My answer for this question was $2\sin(θ - 30)$, but the answer in the textbook says $-2\sin(θ - 30)$. I tried to use the concept of odd functions so using the idea that $-\sin(θ)= \sin(-θ)$.
So $-2\sin(θ-30) = 2\sin(30-θ)$ but that still is not the same as my answer and I was wondering why?

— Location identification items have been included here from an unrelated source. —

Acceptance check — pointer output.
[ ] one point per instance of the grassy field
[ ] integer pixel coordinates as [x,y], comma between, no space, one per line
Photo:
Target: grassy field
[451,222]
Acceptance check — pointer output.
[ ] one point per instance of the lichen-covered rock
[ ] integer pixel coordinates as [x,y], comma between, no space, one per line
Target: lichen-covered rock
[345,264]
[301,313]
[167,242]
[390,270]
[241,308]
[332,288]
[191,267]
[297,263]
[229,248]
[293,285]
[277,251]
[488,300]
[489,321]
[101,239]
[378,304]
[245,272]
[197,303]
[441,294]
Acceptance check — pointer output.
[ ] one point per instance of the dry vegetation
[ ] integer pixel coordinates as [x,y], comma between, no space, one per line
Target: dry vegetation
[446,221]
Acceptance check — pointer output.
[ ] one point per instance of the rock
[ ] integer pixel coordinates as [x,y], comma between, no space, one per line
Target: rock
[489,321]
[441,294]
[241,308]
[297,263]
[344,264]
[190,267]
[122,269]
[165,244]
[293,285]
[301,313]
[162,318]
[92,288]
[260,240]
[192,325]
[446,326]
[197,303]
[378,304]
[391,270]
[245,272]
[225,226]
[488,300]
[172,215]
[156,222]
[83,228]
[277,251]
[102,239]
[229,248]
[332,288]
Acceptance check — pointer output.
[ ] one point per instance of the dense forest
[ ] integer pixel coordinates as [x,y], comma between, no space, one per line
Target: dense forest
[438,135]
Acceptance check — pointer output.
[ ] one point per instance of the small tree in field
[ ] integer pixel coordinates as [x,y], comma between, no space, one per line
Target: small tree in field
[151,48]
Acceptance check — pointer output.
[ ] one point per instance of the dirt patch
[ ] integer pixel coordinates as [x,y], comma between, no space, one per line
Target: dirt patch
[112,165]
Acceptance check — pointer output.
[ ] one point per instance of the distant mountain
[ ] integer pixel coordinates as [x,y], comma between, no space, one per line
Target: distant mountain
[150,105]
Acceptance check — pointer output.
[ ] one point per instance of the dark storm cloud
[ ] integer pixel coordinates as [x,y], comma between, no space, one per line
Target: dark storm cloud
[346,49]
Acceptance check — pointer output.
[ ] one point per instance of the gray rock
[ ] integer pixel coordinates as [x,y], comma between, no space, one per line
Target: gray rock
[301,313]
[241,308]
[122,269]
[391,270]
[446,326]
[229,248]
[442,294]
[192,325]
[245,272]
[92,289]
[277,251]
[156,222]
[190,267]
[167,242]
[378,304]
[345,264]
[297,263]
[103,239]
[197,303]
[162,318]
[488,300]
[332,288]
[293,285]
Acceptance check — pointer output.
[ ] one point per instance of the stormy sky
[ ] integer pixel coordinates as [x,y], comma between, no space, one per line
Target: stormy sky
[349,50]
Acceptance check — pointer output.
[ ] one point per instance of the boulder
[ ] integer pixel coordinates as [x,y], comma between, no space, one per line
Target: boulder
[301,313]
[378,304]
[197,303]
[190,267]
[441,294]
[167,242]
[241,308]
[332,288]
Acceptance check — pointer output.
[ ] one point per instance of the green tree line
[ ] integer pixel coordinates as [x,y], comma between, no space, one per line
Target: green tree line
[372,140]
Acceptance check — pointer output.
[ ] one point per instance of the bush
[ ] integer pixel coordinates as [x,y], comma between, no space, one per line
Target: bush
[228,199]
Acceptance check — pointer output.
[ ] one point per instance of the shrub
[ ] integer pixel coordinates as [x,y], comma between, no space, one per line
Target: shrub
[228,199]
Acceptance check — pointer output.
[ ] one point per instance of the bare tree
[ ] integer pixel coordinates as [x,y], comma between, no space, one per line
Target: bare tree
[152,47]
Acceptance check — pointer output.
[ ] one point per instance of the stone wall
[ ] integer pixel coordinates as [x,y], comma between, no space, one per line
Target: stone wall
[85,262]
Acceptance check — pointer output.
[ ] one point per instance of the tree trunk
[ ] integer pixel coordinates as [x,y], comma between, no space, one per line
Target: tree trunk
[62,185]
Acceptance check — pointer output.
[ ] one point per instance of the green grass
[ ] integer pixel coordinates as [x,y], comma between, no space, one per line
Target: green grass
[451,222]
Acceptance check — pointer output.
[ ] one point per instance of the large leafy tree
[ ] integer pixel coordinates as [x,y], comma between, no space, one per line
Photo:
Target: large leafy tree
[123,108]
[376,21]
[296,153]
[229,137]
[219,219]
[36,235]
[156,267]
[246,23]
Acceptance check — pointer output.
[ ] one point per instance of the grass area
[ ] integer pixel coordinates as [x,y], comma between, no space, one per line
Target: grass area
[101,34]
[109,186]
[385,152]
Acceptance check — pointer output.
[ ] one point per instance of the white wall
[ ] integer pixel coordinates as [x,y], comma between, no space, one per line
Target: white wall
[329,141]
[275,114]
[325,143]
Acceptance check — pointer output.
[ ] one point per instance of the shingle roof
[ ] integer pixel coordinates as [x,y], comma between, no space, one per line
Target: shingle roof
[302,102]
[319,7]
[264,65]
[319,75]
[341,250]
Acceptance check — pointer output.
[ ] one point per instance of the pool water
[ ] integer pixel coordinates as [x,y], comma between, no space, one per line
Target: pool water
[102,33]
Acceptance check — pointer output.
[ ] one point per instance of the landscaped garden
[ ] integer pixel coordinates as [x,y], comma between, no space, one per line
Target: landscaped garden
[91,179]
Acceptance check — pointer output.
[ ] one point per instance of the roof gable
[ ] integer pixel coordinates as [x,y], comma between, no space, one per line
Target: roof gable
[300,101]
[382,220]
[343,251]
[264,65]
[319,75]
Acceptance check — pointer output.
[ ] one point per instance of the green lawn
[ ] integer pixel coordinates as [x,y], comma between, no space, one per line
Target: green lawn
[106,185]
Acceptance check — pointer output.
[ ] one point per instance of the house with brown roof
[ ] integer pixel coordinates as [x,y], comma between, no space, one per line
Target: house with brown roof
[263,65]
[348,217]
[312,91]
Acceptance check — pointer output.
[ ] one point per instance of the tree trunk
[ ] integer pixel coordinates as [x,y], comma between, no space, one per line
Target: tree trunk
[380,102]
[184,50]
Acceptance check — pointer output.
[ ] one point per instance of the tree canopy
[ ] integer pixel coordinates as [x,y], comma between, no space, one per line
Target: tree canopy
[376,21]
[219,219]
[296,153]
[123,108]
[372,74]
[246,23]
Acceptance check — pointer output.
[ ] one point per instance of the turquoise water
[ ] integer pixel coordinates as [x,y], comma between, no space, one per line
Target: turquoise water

In addition, the question also asks to give the maximum and minimum values of the function and the values between $0$ and $360$ at which they occur.
I get:
max value $y = 2$ max $x$ at $θ = 120$
min $y$ value = $ -2$ min $x$ at $θ = 300$
But the textbook answers say:
max value $y = 2$ at $θ = 300$ min value $y = -2$ at $θ = 106.3$
I am quite confused as to why.
Thank you.
Hint: Assume that the expression can be rewritten as
$$A\sin(\theta+\phi)=A\sin\theta\cos\phi + A\cos\theta \sin \phi$$
I used the formula for the sum of angles for the sine function. Now, compare your expression to this expression to obtain
$$-\sqrt{3}=A\cos \phi$$ $$1=A\sin \phi.$$
Square both equations and add them to obtain $$A^2\left[\sin^2\phi + \cos^2\phi \right]=1^2+(-\sqrt{3})^2$$ $$\implies A^2 = 1+3$$ $$\implies A^2=4.$$ I used the theorem of Pythagoras. Now, divide both equations to obtain $$\dfrac{\sin \phi}{\cos \phi}= \dfrac{1}{-\sqrt{3}}.$$ $$\implies \tan \phi = -1/\sqrt{3}.$$ Can you determine $A$ and $\phi$ from that? You can use $\phi=-\alpha$ to obtain your value for alpha.